Two platforms, same 60-second video, totally different results
You can shoot one short-form video and post it to both YouTube Shorts and Instagram Reels. Same content. Same caption. The results will be wildly different. After two years of watching agents test this, I have opinions.
How they're different (the actual differences, not the marketing fluff)
Discoverability. YouTube Shorts gets shown to strangers more aggressively. Reels favors people who already follow you, somewhat. Net effect: Shorts is better for finding new audiences. Reels is better for talking to your existing one.
Search. YouTube is a search engine. People look up "homes in [neighborhood]" on YouTube. Almost nobody searches Instagram. If your content answers questions, YouTube wins.
Saturation. Reels is crowded. Every realtor and their cousin is posting there. YouTube Shorts has fewer realtors. Less competition for the same audience.
Lifespan. A Reel gets most of its views in the first 48 hours. A YouTube Short can keep racking up views for months. I have agents whose Shorts from 14 months ago still bring in DMs every week.
Audience age. Reels skews 18-35. Shorts is broader, but trends slightly older. For real estate, where buyers are usually 30+, Shorts maps better to your actual customer.
Where Reels still wins
Local discovery. If someone in your city watches one of your Reels and likes it, the Instagram algorithm tends to show your other Reels to other people in your city. The geo-targeting is quietly good.
DMs. Way easier to get a Reel viewer to slide into your DMs than a Shorts viewer. Instagram's whole UX is built around messaging.
Story integration. You can share a Reel to your Stories and reach your existing audience again without re-posting. YouTube doesn't have that loop.
Where Shorts still wins
Long-tail traffic. Like I said, those views keep coming. Months later. Years later.
SEO crossover. A YouTube Short can rank in regular Google search results. That's huge for "what is escrow" type educational content.
Cross-promo to long-form. If you also do longer videos, Shorts feeds people into them. Reels has nothing like that.

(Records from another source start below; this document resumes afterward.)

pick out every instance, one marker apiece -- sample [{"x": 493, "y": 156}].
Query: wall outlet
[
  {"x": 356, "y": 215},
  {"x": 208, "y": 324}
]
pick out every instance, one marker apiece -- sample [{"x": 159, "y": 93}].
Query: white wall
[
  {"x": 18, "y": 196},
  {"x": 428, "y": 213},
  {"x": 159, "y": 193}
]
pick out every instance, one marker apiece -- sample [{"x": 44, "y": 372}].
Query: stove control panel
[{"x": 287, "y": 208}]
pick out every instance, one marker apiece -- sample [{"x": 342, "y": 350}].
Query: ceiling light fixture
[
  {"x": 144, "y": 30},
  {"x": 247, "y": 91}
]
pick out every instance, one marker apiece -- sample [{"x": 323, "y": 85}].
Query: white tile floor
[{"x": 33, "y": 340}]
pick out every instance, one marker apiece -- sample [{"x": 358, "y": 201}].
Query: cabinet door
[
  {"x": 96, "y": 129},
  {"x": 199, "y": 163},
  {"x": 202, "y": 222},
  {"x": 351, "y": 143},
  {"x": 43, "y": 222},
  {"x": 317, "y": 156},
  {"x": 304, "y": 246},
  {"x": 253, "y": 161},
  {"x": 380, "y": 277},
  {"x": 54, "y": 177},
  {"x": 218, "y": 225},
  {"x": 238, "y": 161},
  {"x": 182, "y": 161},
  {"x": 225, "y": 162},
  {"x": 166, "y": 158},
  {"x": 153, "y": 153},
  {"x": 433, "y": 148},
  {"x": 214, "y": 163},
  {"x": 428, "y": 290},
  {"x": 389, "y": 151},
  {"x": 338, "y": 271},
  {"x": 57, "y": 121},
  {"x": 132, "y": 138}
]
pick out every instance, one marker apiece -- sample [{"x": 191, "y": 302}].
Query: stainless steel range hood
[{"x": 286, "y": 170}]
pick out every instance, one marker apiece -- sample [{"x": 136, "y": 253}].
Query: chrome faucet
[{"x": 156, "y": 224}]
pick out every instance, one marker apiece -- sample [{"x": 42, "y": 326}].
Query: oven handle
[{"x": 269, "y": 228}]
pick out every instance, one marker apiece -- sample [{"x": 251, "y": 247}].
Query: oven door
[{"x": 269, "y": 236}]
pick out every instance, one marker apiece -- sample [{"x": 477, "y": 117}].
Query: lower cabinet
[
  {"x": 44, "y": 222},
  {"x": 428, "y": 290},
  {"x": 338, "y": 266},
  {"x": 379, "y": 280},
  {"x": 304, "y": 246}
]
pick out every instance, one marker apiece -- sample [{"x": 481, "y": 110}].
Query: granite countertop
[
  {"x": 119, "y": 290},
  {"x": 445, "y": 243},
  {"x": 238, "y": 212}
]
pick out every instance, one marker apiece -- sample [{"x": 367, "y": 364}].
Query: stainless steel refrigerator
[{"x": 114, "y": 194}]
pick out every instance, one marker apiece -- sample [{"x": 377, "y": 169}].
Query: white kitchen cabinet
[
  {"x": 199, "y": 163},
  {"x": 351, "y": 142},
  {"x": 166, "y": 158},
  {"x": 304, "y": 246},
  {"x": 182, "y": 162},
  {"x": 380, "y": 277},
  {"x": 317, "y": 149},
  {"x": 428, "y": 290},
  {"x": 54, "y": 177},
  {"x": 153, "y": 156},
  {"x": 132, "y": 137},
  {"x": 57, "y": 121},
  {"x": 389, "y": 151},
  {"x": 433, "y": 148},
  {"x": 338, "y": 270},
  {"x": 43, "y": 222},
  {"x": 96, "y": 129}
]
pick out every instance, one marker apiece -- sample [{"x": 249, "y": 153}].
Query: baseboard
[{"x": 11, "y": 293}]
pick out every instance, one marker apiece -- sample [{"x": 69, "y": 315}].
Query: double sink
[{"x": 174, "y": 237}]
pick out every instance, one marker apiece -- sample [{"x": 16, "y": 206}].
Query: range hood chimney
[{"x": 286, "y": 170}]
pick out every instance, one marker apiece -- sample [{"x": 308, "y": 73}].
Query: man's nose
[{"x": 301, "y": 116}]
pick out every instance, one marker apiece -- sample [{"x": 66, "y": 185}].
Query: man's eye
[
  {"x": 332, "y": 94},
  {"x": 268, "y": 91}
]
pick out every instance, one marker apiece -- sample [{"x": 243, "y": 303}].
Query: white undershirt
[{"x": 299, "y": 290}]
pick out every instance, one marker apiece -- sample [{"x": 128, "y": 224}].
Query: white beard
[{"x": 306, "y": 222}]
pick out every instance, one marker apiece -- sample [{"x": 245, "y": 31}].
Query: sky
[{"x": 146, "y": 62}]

Less algorithm whiplash. YouTube's algorithm is calmer. Reels can decide overnight your content isn't worth showing anymore. YouTube tends to stay consistent.
What I'd actually do
Post to both. The marginal cost is zero, you already shot the video. Use the same hook, same visuals, but tweak the caption for each platform. Reels: shorter, more emoji, more conversational. Shorts: more keyword-aware, more search-friendly.
If you can only pick one, pick based on your goal:
- Trying to grow a local audience and get DMs? Reels.
- Trying to build a long-term content asset that brings in leads in 12 months? Shorts.
- Trying to actually do this and you're not sure? Shorts. Less competition, longer payoff.
One thing nobody talks about
Whichever platform you pick, the comments are where the leads come from. Not the views. Comments. People who comment are 10x more likely to engage with you than people who just watch. Reply to every comment. Ask follow-up questions. That's where the real estate lead gen actually happens.
The boring truth
The platform doesn't matter as much as people think. The agents who win at short-form video are the ones who post consistently for 6+ months on either platform. The agents who lose are the ones who try Reels for two weeks, then switch to Shorts for two weeks, then quit.
Pick one. Or pick both. But pick a calendar and stick to it. That's the actual answer.